I changed to the .45 ACP barrel and achieved similar results, although the recoil was noticeably more pronounced.
Next it was time to check the velocity that these rounds were being launched from the barrel at. When testing Sig Sauer ammunition in full-sized handguns, I have always found my tested velocities to be right at or above the advertised velocities.
As you can see, going from a 5-inch 1911 to a 2-inch Bond Arms Backup is going to result in an across-the-board velocity loss. That being said, even at a decreased velocity, I believe these rounds will still remain effective at close range with good shot placement. Also, these numbers are pretty good considering the length of the barrels.
The Backup lacks shell extractors for both barrels, as these are rimmed cartridges. It has notched chamber openings via a square, slightly larger than ¼ inch, cut into the left side of the barrel. These shells were easily removed by use of the MK – 1 fingernail that was supplied in the original equipment issued to the shooter.

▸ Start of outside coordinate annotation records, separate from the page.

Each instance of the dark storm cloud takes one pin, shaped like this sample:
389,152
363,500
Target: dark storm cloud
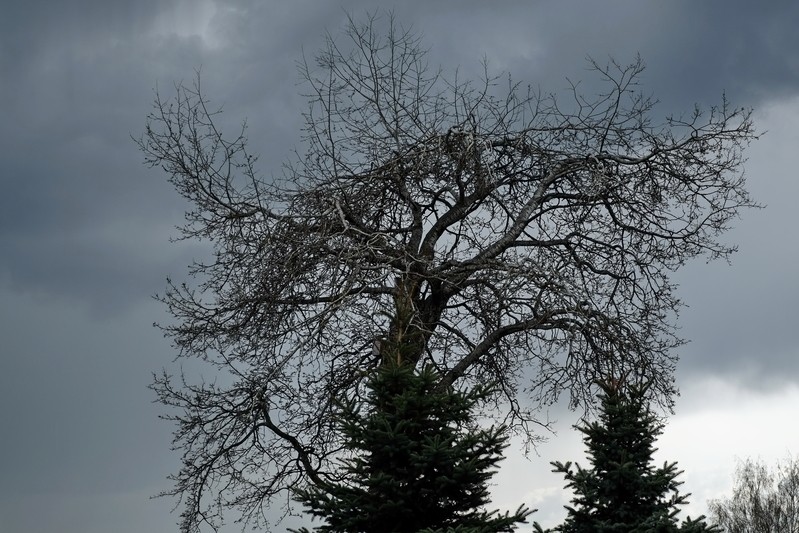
84,226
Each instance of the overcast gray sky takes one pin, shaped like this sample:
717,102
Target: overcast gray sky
84,226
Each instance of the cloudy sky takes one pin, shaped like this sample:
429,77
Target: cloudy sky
85,227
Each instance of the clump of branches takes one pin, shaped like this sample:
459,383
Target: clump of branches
493,232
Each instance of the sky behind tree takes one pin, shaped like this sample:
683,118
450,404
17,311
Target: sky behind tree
85,227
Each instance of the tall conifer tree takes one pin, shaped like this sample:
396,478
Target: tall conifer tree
622,491
419,463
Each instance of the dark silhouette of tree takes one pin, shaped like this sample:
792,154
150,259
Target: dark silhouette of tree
418,462
762,501
622,491
495,233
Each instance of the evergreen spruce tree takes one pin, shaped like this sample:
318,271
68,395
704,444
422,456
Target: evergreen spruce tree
623,492
419,464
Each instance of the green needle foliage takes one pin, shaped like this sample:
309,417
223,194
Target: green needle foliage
623,492
419,463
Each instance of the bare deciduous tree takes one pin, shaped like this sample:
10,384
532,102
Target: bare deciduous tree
498,233
763,500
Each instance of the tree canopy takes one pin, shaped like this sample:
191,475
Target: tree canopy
494,232
623,491
418,462
764,500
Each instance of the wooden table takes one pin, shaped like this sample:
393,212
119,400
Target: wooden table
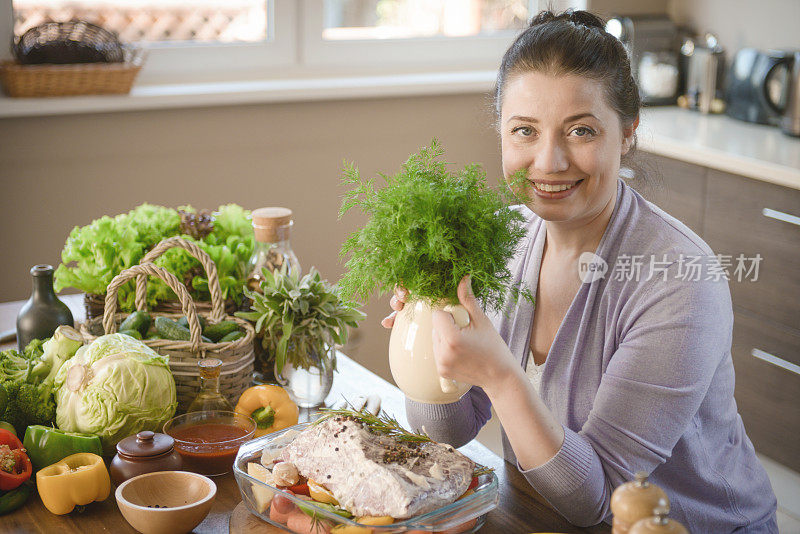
520,509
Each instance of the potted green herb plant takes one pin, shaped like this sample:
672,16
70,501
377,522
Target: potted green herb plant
302,320
427,228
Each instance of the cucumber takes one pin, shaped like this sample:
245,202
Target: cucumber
220,330
133,333
169,329
233,336
183,321
138,320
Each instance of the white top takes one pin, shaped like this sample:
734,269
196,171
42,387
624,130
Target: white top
534,372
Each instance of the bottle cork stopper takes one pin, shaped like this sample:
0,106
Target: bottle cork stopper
633,501
658,523
272,224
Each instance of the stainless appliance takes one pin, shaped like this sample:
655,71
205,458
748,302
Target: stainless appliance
756,86
652,43
790,123
704,62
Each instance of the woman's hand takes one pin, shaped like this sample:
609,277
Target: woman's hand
475,354
397,302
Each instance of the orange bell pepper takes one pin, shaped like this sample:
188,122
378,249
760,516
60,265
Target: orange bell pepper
270,407
74,481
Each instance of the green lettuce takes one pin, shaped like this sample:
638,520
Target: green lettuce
94,254
114,388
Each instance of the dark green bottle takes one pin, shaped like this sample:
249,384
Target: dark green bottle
44,312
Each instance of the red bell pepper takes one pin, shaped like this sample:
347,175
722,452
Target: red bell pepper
15,466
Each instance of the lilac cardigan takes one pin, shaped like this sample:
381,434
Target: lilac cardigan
640,376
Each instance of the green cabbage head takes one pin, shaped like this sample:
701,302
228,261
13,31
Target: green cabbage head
114,388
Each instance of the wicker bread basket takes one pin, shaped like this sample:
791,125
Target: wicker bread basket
71,79
237,356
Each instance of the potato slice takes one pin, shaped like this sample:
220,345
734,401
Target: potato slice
375,520
263,496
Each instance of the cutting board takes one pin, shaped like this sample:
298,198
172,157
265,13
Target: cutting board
243,522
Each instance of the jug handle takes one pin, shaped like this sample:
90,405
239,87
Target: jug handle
461,318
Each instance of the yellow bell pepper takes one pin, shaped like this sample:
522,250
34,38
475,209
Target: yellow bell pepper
270,407
74,481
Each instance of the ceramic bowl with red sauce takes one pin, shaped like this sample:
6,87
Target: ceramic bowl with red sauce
208,441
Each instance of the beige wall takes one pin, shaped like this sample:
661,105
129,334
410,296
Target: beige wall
58,172
742,23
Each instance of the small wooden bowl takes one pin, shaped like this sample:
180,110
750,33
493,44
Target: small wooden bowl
183,499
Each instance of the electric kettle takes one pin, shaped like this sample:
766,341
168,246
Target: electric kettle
790,111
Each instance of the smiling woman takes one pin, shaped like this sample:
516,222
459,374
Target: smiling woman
623,371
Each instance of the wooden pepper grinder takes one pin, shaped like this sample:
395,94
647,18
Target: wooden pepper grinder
633,501
659,524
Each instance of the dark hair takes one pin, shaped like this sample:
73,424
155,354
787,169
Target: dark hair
574,42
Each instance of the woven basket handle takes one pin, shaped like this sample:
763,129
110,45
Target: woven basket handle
217,304
140,271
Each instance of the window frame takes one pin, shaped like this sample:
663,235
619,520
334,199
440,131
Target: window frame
423,52
295,49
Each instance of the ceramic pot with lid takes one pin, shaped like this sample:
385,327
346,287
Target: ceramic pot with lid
633,501
146,452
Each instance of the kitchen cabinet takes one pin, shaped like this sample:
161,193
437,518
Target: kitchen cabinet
740,215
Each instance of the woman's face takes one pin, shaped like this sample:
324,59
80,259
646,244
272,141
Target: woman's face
561,130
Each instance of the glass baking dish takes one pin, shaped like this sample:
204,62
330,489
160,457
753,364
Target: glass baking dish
461,517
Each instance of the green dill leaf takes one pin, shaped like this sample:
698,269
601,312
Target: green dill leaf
430,226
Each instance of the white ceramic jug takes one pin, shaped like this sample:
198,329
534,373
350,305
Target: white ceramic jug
411,354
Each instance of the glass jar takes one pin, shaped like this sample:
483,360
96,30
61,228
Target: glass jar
309,387
209,397
272,228
658,77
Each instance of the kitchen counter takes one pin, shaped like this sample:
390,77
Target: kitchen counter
720,142
519,509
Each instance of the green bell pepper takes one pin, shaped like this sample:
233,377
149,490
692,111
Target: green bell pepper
3,399
47,445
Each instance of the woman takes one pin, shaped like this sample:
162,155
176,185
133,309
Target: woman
610,373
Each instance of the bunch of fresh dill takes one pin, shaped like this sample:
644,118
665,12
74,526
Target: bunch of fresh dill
428,227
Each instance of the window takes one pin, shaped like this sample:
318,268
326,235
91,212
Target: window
226,40
422,33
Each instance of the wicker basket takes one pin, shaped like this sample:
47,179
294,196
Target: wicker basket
72,79
237,356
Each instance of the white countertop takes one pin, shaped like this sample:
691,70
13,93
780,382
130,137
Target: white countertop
720,142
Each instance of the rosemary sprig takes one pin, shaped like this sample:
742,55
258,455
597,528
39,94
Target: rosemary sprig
482,470
380,424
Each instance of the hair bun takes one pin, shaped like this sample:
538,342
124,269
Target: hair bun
578,17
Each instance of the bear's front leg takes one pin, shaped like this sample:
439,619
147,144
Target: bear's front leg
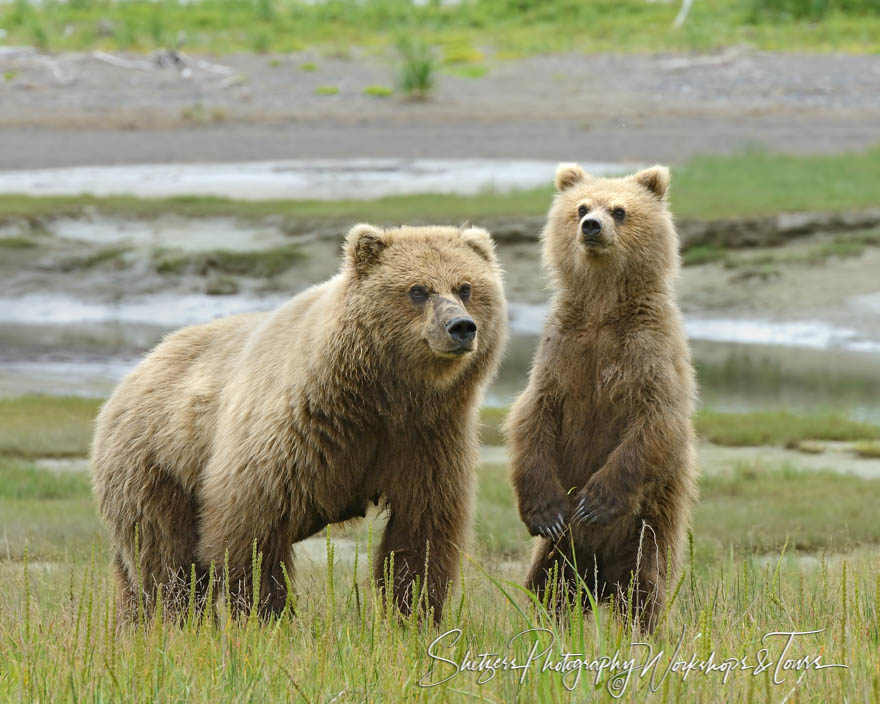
531,430
426,531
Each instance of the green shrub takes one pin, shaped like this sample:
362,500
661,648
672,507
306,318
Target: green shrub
416,73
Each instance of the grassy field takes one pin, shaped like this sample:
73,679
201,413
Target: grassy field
773,550
749,184
510,27
48,426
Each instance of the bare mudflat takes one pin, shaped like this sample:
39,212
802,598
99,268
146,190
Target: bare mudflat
82,108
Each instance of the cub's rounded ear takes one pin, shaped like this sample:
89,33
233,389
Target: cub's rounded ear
567,175
655,179
480,241
363,245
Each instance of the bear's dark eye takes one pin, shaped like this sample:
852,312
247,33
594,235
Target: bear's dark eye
418,294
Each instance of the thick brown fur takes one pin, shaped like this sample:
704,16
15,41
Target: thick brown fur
267,427
601,441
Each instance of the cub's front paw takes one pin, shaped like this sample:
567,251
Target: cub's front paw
547,519
591,509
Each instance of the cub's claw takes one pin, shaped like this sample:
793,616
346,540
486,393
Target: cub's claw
547,522
588,512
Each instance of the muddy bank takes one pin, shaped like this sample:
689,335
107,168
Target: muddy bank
795,326
76,109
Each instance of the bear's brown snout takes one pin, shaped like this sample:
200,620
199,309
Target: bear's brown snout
451,331
462,330
592,231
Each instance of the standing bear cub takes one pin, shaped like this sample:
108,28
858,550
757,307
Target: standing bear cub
601,440
267,427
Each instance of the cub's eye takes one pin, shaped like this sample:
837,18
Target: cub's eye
418,294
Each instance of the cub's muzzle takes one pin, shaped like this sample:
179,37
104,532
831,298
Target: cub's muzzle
462,330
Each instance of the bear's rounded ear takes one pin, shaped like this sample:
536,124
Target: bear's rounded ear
568,174
480,241
363,245
655,179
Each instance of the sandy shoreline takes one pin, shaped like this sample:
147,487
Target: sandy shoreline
74,109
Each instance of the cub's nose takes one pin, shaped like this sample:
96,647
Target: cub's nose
591,227
462,329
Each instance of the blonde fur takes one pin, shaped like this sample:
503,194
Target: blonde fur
267,427
603,432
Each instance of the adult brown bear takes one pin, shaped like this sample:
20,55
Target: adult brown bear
267,427
601,441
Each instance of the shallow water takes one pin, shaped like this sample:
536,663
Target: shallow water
311,179
86,347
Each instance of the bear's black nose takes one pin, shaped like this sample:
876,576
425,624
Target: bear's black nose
591,227
462,330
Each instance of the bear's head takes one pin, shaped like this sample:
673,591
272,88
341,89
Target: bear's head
613,226
432,296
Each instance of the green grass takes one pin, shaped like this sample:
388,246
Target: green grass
107,255
756,509
469,70
21,481
417,68
748,184
704,254
492,419
511,27
46,426
758,182
258,263
779,428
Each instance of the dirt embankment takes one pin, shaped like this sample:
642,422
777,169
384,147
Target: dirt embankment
83,108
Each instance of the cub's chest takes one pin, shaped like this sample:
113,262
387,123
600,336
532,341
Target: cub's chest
591,364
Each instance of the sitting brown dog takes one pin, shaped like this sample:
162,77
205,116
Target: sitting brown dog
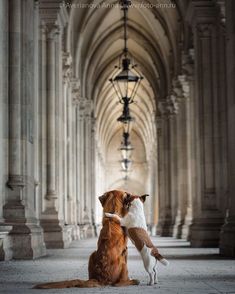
108,264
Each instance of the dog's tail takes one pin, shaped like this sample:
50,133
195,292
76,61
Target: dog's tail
70,284
159,257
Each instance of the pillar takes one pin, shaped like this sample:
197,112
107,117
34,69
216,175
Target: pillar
183,160
227,242
167,109
208,216
19,210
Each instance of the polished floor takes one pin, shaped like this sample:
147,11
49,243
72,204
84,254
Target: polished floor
191,270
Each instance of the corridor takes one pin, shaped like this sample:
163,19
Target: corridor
191,270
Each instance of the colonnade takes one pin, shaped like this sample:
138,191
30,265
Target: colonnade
52,164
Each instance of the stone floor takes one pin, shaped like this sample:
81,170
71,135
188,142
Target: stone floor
196,271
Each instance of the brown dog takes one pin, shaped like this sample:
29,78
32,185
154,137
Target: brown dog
108,264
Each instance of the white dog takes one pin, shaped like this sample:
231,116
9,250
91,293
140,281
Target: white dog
135,223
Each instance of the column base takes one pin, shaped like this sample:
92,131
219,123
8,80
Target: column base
56,234
178,226
227,238
205,232
6,252
187,224
26,235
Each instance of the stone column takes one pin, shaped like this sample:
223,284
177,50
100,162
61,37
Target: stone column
227,242
5,239
187,82
55,233
208,216
19,208
181,92
167,109
3,101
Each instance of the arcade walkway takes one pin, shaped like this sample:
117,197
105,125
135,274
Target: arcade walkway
194,271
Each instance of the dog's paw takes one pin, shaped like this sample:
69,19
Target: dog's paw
164,261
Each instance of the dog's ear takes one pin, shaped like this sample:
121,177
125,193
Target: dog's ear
103,198
127,199
143,197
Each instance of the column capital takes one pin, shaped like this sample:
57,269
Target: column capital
53,12
67,67
202,11
188,64
169,107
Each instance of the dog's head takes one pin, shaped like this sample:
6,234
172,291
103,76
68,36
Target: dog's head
129,199
115,202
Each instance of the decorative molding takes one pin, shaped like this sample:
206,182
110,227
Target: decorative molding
53,12
67,67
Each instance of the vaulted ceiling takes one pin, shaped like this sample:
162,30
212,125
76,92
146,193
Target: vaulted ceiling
96,40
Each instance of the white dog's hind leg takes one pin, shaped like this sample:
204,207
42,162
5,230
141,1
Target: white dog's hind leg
149,263
151,278
155,274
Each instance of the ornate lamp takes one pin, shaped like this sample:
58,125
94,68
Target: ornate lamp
126,164
126,147
127,81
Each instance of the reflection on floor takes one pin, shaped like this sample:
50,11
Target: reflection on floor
191,270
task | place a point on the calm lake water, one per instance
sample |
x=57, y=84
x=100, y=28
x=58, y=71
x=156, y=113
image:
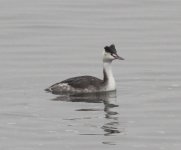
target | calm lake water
x=45, y=41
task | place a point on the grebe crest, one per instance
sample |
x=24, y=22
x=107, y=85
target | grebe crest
x=90, y=84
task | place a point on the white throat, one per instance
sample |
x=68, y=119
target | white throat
x=110, y=83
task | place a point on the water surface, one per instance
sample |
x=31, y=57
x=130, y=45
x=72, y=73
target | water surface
x=45, y=41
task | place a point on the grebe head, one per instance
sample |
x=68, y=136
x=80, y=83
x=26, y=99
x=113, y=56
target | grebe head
x=110, y=54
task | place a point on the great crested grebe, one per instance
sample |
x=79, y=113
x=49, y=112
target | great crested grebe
x=90, y=84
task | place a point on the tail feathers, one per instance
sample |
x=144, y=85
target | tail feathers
x=48, y=90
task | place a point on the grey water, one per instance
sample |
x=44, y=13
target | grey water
x=45, y=41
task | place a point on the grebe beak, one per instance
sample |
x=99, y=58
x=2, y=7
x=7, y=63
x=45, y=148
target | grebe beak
x=116, y=56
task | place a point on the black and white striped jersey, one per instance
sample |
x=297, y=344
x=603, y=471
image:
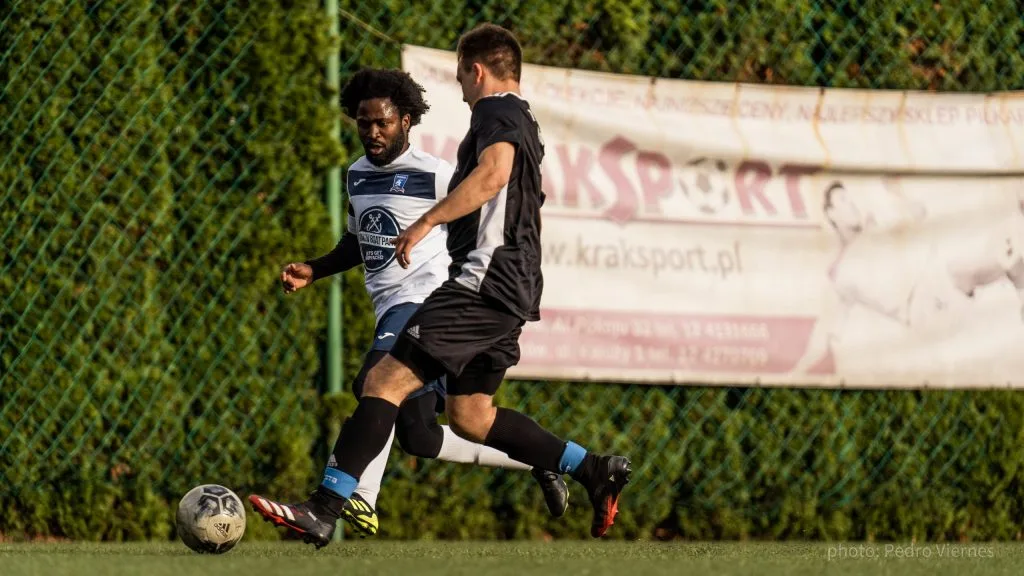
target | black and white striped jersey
x=496, y=250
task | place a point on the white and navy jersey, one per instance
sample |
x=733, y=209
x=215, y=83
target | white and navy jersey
x=496, y=250
x=382, y=202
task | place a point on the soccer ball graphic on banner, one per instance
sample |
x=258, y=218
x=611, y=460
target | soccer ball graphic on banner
x=211, y=519
x=706, y=184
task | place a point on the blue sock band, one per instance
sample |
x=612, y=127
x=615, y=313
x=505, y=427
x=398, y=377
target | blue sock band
x=571, y=457
x=339, y=482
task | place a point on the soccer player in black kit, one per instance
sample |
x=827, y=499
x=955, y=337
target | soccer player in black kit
x=468, y=328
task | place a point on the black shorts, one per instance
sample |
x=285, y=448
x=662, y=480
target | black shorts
x=462, y=335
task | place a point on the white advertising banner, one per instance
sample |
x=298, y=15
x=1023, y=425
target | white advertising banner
x=707, y=233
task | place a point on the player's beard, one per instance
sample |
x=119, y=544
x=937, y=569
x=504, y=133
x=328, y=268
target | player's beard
x=391, y=152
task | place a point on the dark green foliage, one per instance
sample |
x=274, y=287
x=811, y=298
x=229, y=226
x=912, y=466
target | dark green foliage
x=161, y=161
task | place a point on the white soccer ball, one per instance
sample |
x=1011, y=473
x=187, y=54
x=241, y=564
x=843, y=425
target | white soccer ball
x=706, y=182
x=211, y=519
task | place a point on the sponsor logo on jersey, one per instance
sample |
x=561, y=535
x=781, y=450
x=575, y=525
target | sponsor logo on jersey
x=398, y=184
x=378, y=230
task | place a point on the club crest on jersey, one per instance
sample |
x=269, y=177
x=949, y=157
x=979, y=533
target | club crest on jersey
x=398, y=186
x=378, y=229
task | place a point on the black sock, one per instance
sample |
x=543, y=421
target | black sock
x=364, y=436
x=523, y=440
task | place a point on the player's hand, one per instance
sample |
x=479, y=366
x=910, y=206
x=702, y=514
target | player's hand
x=408, y=239
x=296, y=276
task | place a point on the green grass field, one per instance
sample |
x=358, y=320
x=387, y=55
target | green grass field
x=514, y=559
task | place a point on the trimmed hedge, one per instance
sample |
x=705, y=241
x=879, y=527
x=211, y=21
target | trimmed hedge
x=159, y=162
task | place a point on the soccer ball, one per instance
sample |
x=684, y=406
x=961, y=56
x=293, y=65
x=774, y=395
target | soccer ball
x=707, y=184
x=211, y=519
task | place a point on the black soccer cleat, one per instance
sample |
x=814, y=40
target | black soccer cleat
x=556, y=494
x=360, y=516
x=315, y=529
x=605, y=482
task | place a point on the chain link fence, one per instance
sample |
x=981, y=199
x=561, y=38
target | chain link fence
x=160, y=161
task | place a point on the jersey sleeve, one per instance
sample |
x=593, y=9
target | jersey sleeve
x=495, y=121
x=442, y=178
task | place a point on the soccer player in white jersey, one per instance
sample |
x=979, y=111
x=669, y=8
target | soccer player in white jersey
x=997, y=255
x=389, y=189
x=908, y=287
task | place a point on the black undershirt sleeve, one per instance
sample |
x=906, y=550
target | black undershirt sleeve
x=344, y=256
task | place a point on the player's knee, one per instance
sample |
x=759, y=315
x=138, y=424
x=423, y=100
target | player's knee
x=390, y=380
x=471, y=417
x=420, y=439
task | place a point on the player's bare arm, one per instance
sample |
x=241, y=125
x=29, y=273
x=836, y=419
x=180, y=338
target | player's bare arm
x=482, y=184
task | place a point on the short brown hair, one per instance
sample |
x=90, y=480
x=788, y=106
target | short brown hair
x=494, y=47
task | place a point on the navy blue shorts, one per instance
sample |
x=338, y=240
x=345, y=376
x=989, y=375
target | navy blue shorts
x=387, y=332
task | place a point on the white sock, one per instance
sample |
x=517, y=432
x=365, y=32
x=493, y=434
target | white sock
x=370, y=482
x=456, y=449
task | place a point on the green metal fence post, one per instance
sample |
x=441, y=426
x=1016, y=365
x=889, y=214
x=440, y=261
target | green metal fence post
x=335, y=364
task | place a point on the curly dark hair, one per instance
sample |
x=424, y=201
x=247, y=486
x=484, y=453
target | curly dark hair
x=396, y=85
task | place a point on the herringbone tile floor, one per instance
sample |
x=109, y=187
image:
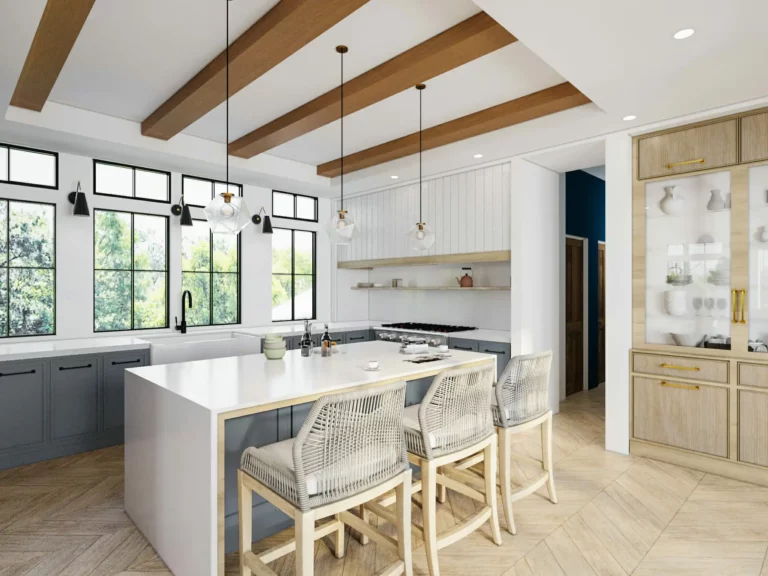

On my next trip to the range I gave a quick debrief to my shooters on running the offset of the gun, and began acting as ammo-bearer for them. Things quickly turned into an ad hoc competition, as usually happens when people gather at the range. And when a new toy gets thrown into the mix, the challenges can get interesting. More than one shooter was able to deliver a well-placed headshot at 7 yards firing the gun with their strong hand only. These were not cold shots, but they were impressive to watch nonetheless.
The only firing issues occurred when a shooter would attempt to only load one barrel, and the hammer would attempt to fire the empty chamber. These instances were quickly remedied by re-cocking the gun and depressing the trigger. I don’t think this is a real issue in a self-defense situation, as you shouldn’t be finding yourself trying to use only one barrel when it’s go time. Aside from this one quirk, there were no malfunctions or failures of the ammunition or the gun.
I was concerned when I got this gun, not from a safety perspective but rather from an accuracy and terminal ballistics perspective. When it was all said and done, this gun did not disappoint, and it is truly worth the $490 retail price. I carried this gun both in the belt holster and in the inside-the-pocket holster. The bond Arms Derringer conceals easily in either holster configuration. I am toying with the idea of making it my dedicated cross-draw driving-only gun, keeping it easily-accessible and strapped into a vehicle for close-up defensive work.
Well, Gordon, thanks for letting me borrow your gun! Now you know what I think of it. By the way, did you want it back? If I don’t hear back I’ll just assume you want me to keep it. I don’t mind at all, really!